Worldwide statistics inform that breast cancer occupies second position causing mortality among women. Symptomatic detection of the disease in its early stage is important for treatment to help the internists and radiologists in their diagnosis. In the proposed module, nuclei locations are obtained using Hough Transform. Nuclei Segmentation of the pre-processed Hematoxylin and Eosin stained breast cancer histopathological images is done using Proposed Modified - Marker Controlled Watershed Approach (MMCWA). Small fixed Structuring Element (SE) size removes respective bright and dark details during opening and closing morphology & large SE size removes huge contour details of the input image. So, in the proposed MMCWA, by using weighted variance method, the adaptive Structuring Element size of the SE map is obtained to protect all details in the image. A total of 20 features, including 5 shape based features and 15 texture features were extracted for classification using Decision Trees, SVM and KNN classifiers. Algorithmic performance evaluation is accomplished and proved that the proposed integrated MMCWA provides better results than the traditional marker controlled watershed. The proposed module was trained with 96 images and tested over 24 images taken from the digital database.
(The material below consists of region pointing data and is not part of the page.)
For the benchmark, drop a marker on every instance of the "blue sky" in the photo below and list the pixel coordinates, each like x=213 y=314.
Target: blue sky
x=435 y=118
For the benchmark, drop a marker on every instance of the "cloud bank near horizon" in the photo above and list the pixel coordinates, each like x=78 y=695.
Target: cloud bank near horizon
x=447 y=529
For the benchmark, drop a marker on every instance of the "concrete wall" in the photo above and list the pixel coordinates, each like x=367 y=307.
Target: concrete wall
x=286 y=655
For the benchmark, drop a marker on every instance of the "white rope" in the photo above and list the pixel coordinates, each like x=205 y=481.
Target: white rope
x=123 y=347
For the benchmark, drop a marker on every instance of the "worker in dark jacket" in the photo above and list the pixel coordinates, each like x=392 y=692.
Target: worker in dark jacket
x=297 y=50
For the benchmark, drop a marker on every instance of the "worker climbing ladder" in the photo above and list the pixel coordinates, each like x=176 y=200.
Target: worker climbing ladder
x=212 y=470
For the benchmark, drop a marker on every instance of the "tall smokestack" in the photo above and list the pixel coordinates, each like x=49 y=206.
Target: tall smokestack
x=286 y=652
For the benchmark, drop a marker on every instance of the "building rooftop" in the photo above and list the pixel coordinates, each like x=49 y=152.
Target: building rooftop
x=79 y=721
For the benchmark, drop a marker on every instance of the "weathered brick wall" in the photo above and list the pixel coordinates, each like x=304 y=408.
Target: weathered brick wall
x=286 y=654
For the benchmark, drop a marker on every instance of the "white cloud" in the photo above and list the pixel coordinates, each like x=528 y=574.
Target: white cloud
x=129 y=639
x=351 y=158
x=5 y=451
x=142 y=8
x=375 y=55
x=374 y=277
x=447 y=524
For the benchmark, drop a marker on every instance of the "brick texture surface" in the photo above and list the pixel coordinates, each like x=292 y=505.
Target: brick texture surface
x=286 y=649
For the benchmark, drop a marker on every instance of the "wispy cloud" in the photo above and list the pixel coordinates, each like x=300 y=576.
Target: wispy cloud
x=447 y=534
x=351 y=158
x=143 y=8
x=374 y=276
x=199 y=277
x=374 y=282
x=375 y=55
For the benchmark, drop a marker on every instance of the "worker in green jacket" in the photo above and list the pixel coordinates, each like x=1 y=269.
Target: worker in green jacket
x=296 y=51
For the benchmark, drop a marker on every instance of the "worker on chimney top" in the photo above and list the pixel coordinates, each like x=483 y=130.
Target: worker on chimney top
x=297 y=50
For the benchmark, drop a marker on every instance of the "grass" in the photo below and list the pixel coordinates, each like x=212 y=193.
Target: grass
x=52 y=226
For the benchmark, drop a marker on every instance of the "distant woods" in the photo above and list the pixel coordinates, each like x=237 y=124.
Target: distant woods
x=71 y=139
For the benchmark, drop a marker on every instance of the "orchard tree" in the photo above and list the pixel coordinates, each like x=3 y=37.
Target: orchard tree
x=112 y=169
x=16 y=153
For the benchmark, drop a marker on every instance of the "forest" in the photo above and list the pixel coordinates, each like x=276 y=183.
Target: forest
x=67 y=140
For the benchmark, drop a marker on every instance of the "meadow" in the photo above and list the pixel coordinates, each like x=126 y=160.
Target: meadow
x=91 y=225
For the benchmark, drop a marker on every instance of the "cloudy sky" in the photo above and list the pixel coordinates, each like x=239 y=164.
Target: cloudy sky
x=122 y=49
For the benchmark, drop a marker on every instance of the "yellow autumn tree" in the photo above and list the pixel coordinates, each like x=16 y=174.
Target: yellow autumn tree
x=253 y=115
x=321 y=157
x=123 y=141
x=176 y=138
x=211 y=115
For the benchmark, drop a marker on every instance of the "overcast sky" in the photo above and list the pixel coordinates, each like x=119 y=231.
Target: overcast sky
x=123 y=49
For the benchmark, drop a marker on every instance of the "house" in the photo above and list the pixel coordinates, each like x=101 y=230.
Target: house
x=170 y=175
应用综合改良标记控制分水岭法对乳腺癌恶性肿瘤进行监督分类
全世界的统计数字表明,乳腺癌在造成妇女死亡的疾病中排名第二。早期发现疾病的症状对治疗很重要,可以帮助内科医生和放射科医生进行诊断。在该模块中,利用霍夫变换获得核的位置。采用改良标记控制分水岭法(MMCWA)对预处理的苏木精和伊红染色的乳腺癌组织病理图像进行细胞核分割。较小的固定结构元素(SE)尺寸可在打开和关闭形态学时去除各自的明暗细节;较大的SE尺寸可去除输入图像的巨大轮廓细节。因此,在本文提出的MMCWA中,通过加权方差法获得自适应SE图的结构元素大小,以保护图像中的所有细节。利用决策树、支持向量机和KNN分类器共提取了20个特征进行分类,其中形状特征5个,纹理特征15个。完成了算法性能评估,证明了所提出的集成MMCWA比传统的标记控制流域具有更好的效果。该模块用96幅图像进行了训练,并对取自数字数据库的24幅图像进行了测试。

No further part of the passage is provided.